Jamais un triangle n’est tombé de l’idée de triangle chez Platon, jamais ! Bien plus, il faut tout une violence qui est celle du démiurge pour forcer l’idée à accepter d’être produite. Jamais ça ne tombe. Voyez, c’est ça la chute idéelle. ça tombe de moi, dit la nature. Il n’y a pas besoin d’un géomètre qui trace les lignes des corps rigides, en d’autres termes
-  la figure des corps est une figure de lumière qui tombe d’elle même à la manière de la lumière avant d’être une figure réelle. Avant d’être, pardon, une figure géométrique dans laquelle le modèle tomberait suivant une chute réelle. Ce qui est premier c’est une chute idéelle. Un zéro comme formule de la quantité intensive exprime l’idéalité de la chute. Ce qui est idéal c’est la chute. Alors il dira bien sûr, il dira que c’est très mal la chute. Et oui, il y aura une chute dans les corps rigides, il y aura tout ce que vous voulez. Mais avant qu’il y ai une chute réelle dans les corps, oui, avant cette mauvaise chute, il y aura la chute en bloirs. Les corps de lumière qui tombent de la source lumineuse comme les rayons tombent du...... (la bande saute)

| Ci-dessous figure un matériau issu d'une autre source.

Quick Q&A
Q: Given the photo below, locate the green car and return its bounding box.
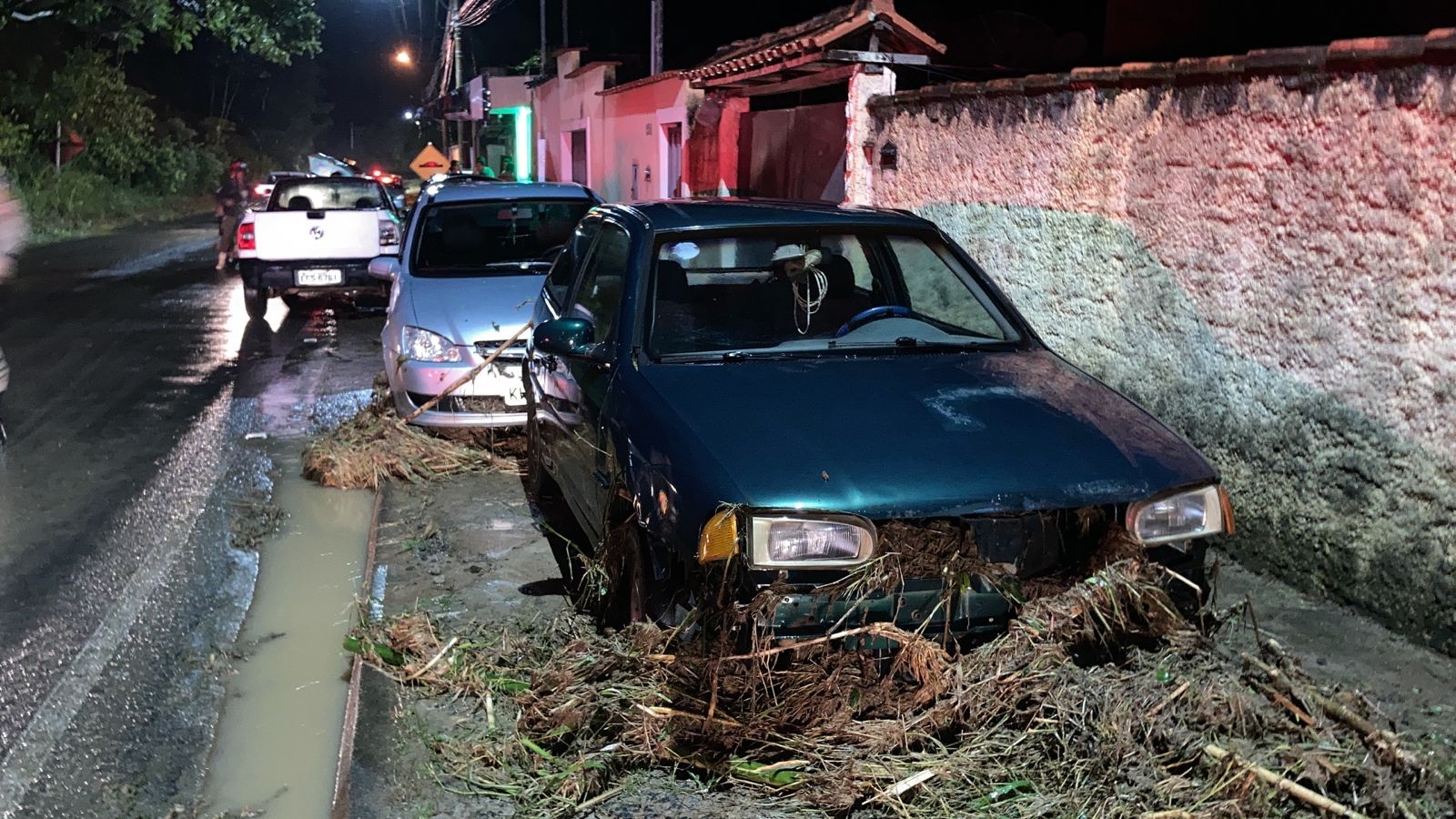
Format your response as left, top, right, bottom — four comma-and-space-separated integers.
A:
522, 199, 1233, 638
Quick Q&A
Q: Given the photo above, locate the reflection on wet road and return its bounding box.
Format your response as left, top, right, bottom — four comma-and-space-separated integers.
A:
0, 223, 381, 817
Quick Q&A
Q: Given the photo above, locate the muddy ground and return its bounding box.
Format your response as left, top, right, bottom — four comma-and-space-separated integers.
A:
351, 460, 1456, 817
349, 463, 820, 819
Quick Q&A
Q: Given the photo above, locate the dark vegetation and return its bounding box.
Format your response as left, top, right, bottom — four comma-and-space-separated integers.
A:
0, 0, 322, 239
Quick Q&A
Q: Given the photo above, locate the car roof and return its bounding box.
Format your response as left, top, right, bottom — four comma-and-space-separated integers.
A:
424, 177, 595, 203
602, 198, 935, 232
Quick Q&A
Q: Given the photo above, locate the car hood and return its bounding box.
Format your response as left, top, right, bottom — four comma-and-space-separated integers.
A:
641, 345, 1218, 519
406, 272, 544, 346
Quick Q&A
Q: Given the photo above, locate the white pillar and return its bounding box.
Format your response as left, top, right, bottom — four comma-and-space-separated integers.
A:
844, 64, 895, 206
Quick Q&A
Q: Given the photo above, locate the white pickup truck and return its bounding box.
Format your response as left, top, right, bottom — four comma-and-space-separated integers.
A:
238, 177, 400, 319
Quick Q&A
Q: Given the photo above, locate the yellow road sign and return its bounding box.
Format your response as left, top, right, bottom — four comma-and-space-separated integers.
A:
410, 143, 450, 179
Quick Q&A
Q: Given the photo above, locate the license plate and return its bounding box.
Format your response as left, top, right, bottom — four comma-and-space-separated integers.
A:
294, 268, 344, 287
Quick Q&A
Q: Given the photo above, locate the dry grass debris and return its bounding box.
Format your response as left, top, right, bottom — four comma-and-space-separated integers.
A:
351, 560, 1453, 819
303, 376, 517, 490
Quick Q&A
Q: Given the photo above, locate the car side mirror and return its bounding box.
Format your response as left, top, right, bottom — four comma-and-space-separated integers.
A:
531, 318, 604, 361
369, 257, 399, 281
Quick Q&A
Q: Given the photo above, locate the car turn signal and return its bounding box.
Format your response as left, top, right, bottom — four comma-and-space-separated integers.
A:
697, 509, 738, 562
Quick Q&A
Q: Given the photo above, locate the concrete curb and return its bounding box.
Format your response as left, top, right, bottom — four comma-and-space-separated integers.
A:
329, 487, 384, 819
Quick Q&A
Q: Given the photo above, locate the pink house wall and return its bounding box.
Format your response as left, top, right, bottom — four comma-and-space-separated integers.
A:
536, 48, 616, 188
597, 71, 702, 201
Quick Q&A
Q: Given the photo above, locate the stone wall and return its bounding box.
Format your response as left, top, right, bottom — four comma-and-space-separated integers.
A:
864, 31, 1456, 652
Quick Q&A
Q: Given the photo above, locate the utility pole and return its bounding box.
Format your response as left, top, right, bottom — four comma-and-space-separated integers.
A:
450, 0, 469, 167
652, 0, 662, 75
536, 0, 546, 76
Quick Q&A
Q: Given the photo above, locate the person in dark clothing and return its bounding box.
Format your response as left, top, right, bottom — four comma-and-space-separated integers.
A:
214, 162, 248, 272
0, 167, 29, 446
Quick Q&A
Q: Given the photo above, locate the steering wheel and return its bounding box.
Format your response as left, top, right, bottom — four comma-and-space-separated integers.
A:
834, 305, 910, 339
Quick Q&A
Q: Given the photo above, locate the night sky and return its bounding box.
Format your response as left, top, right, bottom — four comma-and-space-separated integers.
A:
85, 0, 1456, 167
318, 0, 1456, 136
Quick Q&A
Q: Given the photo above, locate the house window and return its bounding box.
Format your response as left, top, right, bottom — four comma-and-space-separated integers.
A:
662, 123, 682, 198
571, 128, 587, 185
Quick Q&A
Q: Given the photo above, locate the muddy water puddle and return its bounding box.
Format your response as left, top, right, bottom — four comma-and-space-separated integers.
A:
206, 444, 373, 819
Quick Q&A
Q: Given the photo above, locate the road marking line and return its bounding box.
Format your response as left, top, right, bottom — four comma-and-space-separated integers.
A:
86, 239, 217, 278
0, 386, 233, 819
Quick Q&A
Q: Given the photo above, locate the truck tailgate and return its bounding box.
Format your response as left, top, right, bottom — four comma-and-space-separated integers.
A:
253, 210, 389, 261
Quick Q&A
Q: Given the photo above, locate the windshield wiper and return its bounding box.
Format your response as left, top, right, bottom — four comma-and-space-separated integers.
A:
719, 349, 817, 361
830, 335, 1005, 353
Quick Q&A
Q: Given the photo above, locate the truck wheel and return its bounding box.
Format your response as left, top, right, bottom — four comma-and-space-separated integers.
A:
243, 286, 268, 319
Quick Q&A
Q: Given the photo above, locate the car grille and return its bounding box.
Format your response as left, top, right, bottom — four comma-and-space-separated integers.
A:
475, 339, 526, 360
410, 392, 526, 415
876, 506, 1121, 577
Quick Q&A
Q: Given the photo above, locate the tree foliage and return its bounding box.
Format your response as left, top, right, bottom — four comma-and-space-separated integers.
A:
0, 0, 323, 64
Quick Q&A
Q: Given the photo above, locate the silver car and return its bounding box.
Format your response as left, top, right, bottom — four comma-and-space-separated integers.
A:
369, 177, 600, 427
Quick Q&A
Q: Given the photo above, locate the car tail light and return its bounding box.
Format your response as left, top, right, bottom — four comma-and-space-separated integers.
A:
697, 509, 738, 562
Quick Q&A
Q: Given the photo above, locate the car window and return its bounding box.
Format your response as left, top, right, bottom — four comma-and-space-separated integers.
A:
546, 217, 602, 305
566, 223, 632, 344
646, 228, 1015, 356
824, 236, 875, 291
410, 198, 592, 277
268, 177, 388, 210
890, 236, 1002, 339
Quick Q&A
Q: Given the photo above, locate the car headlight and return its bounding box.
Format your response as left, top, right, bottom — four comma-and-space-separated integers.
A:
1127, 487, 1233, 545
748, 514, 875, 569
399, 327, 461, 364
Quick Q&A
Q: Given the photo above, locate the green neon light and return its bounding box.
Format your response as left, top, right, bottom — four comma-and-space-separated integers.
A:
511, 105, 536, 182
490, 105, 536, 182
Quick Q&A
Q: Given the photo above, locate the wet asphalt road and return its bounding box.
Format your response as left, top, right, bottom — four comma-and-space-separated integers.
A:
0, 220, 383, 817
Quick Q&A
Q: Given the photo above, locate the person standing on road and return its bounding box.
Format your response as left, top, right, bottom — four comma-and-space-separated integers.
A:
216, 160, 248, 272
0, 169, 29, 446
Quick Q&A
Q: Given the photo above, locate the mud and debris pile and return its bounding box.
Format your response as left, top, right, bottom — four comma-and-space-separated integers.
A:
349, 560, 1456, 819
303, 375, 515, 490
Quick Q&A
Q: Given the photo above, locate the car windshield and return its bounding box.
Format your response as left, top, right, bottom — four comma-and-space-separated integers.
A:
410, 199, 592, 276
268, 177, 384, 210
648, 232, 1016, 357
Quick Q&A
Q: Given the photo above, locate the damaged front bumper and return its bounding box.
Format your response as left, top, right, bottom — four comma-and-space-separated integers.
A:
760, 576, 1014, 650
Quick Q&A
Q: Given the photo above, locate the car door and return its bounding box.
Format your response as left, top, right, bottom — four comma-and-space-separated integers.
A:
524, 216, 602, 488
558, 220, 632, 538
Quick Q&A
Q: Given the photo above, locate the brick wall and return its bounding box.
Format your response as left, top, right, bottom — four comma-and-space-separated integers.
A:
864, 31, 1456, 650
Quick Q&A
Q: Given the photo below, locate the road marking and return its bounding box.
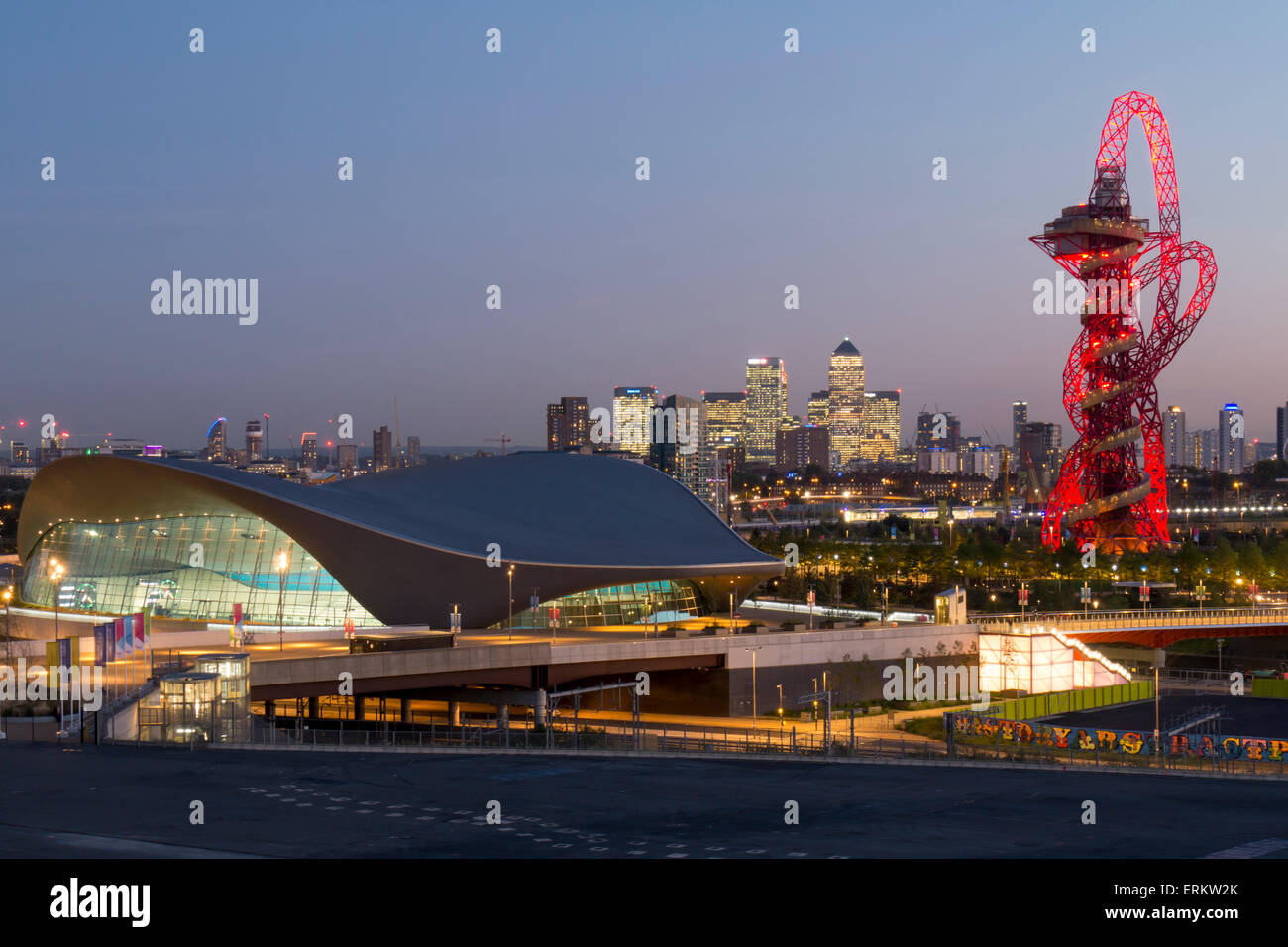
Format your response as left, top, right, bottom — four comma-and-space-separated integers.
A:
1203, 839, 1288, 858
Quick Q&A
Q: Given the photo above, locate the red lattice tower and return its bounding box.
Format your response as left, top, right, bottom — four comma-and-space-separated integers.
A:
1031, 91, 1216, 553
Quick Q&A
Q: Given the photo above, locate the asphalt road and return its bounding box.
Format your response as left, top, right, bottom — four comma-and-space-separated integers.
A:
0, 743, 1288, 858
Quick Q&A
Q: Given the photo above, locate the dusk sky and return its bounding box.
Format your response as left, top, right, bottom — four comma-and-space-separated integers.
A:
0, 3, 1288, 447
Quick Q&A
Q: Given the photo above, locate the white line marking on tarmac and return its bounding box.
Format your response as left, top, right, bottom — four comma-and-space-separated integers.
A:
1203, 839, 1288, 858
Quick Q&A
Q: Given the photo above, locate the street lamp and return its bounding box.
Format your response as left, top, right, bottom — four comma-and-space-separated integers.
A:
277, 549, 290, 653
49, 559, 65, 638
743, 644, 765, 733
0, 585, 10, 742
505, 562, 514, 642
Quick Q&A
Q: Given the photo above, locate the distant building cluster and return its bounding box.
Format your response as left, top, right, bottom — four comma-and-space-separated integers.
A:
533, 339, 1288, 515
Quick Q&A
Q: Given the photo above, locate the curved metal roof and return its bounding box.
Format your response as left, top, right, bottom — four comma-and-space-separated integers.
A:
18, 453, 783, 624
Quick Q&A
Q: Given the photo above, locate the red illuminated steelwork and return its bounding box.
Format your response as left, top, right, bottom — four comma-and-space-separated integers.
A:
1030, 91, 1216, 554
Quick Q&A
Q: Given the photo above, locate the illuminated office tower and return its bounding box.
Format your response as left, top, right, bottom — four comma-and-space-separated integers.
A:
702, 391, 747, 445
1017, 421, 1064, 491
206, 417, 228, 460
371, 424, 394, 472
613, 386, 657, 458
546, 398, 590, 451
1163, 404, 1185, 469
335, 443, 358, 476
859, 388, 901, 463
744, 357, 789, 464
827, 338, 863, 468
1216, 404, 1245, 473
805, 391, 832, 427
246, 419, 265, 464
300, 430, 318, 471
1012, 401, 1029, 451
206, 417, 228, 460
653, 394, 716, 506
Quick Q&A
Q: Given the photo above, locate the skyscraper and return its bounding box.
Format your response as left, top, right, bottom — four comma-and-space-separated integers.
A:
774, 424, 829, 474
917, 411, 962, 451
702, 391, 747, 445
827, 338, 864, 468
744, 356, 789, 464
859, 389, 902, 463
546, 398, 590, 451
246, 419, 265, 464
1163, 404, 1185, 468
805, 390, 832, 425
336, 442, 358, 476
206, 417, 228, 460
1017, 421, 1063, 491
653, 394, 716, 506
1012, 401, 1029, 453
371, 424, 394, 472
613, 385, 657, 458
1216, 403, 1245, 473
300, 430, 318, 471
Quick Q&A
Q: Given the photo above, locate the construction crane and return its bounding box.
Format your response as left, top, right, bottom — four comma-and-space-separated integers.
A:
484, 430, 514, 458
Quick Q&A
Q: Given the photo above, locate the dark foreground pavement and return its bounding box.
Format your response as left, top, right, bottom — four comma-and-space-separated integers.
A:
0, 743, 1288, 858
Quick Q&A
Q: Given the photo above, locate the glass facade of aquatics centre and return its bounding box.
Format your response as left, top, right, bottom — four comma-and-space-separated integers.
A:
21, 510, 380, 627
21, 510, 708, 629
16, 451, 783, 629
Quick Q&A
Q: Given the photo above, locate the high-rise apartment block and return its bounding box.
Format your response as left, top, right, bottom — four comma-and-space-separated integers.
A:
827, 339, 864, 468
206, 417, 228, 460
371, 424, 394, 473
613, 385, 657, 458
546, 398, 590, 451
1163, 404, 1185, 468
744, 357, 790, 464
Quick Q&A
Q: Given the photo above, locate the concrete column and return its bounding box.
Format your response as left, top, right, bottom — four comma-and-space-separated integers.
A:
532, 690, 546, 727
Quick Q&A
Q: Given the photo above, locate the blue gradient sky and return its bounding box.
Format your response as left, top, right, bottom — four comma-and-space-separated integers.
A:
0, 3, 1288, 446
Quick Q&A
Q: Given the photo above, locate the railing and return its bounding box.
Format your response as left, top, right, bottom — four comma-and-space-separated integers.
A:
221, 720, 1288, 777
242, 717, 947, 760
971, 608, 1288, 631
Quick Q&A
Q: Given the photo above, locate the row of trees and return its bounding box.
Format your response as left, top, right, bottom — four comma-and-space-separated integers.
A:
752, 517, 1288, 611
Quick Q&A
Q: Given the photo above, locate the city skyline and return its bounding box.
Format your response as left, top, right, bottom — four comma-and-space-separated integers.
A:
0, 4, 1288, 446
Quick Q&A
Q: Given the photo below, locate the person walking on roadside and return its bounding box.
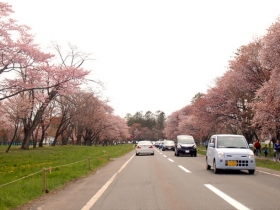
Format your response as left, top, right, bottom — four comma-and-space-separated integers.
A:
254, 139, 261, 157
274, 140, 280, 161
262, 145, 268, 157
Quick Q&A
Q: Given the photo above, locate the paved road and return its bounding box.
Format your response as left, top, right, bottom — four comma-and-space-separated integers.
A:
17, 150, 280, 210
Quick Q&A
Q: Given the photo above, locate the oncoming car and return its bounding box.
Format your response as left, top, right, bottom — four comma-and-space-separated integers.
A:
136, 141, 155, 156
162, 140, 175, 151
206, 134, 256, 174
174, 135, 196, 157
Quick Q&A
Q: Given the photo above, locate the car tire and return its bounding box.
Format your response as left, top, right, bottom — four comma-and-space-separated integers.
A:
206, 158, 211, 170
213, 160, 220, 174
248, 170, 255, 174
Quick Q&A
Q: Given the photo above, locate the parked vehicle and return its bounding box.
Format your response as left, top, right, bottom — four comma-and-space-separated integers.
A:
174, 135, 196, 157
162, 140, 175, 151
206, 134, 256, 174
136, 141, 155, 156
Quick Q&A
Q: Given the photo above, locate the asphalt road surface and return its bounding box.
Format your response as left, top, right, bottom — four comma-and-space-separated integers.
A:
21, 149, 280, 210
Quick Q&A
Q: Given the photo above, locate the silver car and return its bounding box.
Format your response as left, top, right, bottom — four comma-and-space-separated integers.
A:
162, 140, 175, 151
136, 141, 155, 155
206, 134, 256, 174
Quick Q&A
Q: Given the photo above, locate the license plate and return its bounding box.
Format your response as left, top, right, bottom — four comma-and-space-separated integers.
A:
228, 160, 237, 166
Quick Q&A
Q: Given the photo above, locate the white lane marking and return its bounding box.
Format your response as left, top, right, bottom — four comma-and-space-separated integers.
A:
81, 155, 135, 210
258, 170, 280, 177
205, 184, 249, 210
178, 165, 191, 173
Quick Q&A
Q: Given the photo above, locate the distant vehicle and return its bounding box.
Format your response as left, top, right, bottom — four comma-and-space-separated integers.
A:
155, 141, 159, 148
162, 140, 175, 151
206, 134, 256, 174
136, 140, 155, 156
174, 135, 196, 157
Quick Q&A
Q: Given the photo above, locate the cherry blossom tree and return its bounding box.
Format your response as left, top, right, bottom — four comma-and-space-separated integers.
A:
252, 17, 280, 140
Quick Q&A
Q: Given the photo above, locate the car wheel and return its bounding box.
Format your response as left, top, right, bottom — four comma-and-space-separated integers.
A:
213, 160, 219, 174
206, 158, 211, 170
249, 170, 255, 174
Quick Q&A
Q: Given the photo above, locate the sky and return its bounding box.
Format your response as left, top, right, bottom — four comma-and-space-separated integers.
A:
6, 0, 280, 117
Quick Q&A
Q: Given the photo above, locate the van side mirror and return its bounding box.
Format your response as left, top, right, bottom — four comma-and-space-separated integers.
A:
208, 143, 214, 147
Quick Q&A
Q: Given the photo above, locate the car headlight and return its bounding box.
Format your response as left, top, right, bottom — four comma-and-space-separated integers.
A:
218, 151, 224, 158
248, 150, 254, 158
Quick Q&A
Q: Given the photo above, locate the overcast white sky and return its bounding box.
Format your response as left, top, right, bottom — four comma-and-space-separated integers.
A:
8, 0, 280, 117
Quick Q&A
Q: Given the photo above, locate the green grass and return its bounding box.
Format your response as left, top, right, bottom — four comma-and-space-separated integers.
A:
0, 144, 134, 210
197, 146, 280, 171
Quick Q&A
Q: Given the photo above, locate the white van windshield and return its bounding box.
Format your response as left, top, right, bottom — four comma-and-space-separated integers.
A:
177, 136, 194, 144
217, 136, 248, 148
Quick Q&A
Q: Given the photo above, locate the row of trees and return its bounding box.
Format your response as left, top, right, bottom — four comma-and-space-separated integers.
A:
165, 18, 280, 142
125, 111, 166, 140
0, 2, 129, 149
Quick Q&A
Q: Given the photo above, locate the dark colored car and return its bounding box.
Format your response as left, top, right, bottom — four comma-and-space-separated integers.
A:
162, 140, 175, 151
175, 135, 196, 157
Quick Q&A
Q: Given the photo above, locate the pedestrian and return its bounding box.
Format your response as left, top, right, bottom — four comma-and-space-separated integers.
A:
254, 139, 261, 157
273, 140, 280, 161
262, 145, 268, 157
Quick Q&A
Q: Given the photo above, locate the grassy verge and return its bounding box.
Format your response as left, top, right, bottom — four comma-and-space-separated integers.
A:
0, 144, 134, 210
197, 146, 280, 171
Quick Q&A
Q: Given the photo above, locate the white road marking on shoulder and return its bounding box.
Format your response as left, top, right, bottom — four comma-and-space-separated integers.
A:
205, 184, 249, 210
81, 155, 135, 210
178, 165, 191, 173
257, 170, 280, 177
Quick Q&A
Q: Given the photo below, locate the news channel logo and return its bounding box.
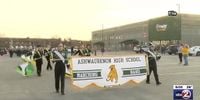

Les apparences c’est si peu chrétien ou du moins c’est d’un christianisme oriental qui est très différent du christianisme occidental. Ça c’est la chute idéelle, c’est l’art de tomber à la manière dont la lumière tombe. C’est tomber en bloirs, c’est ça la splendeur de l’art byzantin. Ouh, ouh, ouh, alors, où est ce qu’on en est ? Vous comprenez, alors quoi ? je veux dire, avec cette histoire de un zéro... Si vous acceptez la véritable expression de la quantité intensive, c’est celle-ci :
-  du sans fond à l’ordre de la profondeur. Et c’est ça, le mouvement intensif de l’âme c’est ça.
-  Est-ce-que ça implique la chute réelle ? réponse : oui. Ça implique la chute réelle, vieux thème Platonicien.
-  Est-ce-que ça se confond avec la chute réelle, vieux thème Platonicien ? réponse : non. car la chute réelle n’est qu’une conséquence accessoire de quelque chose de plus profond que la chute idéelle. Tomber en bloirs. Dés lors, qu’est ce qu’il faut dire pour en finir avec ce premier point ? qu’est ce que c’est le rapport ?

Alors, dans ma série de profondeur, qu’est ce que c’est le rapport entre une unité et une autre ? Puisque toute les quantités intensives, encore une fois, sont appréhendées comme unités sous telle ou telle puissance. Voyez, je peux maintenant transformer la formule kantienne : « appréhender comme unité par rapport à zéro » en « appréhender comme unité sous telle ou telle puissance ». Mais quel rapport y a t il entre 1 puissance N-1 et 1 puissance N-2 ? etc.... Quel rapport y a t il entre deux unités dans l’ordre de la profondeur ? Faut aller jusqu’au bout, les néoplatoniciens nous proposent l’idée suivante pour en finir avec cette nature du mouvement intensif, ils nous diront : c’est une division. La quantité intensive n’est pas composée de parties, ça c’est la quantité extensive, on l’a vu, qui est composée de parties.
-  Mais chaque quantité intensive appréhendée comme unité, à un niveau quelconque de la série, contient toutes les suivantes. Par opposition à la quantité extensive, jamais une partie ne contient l’autre partie.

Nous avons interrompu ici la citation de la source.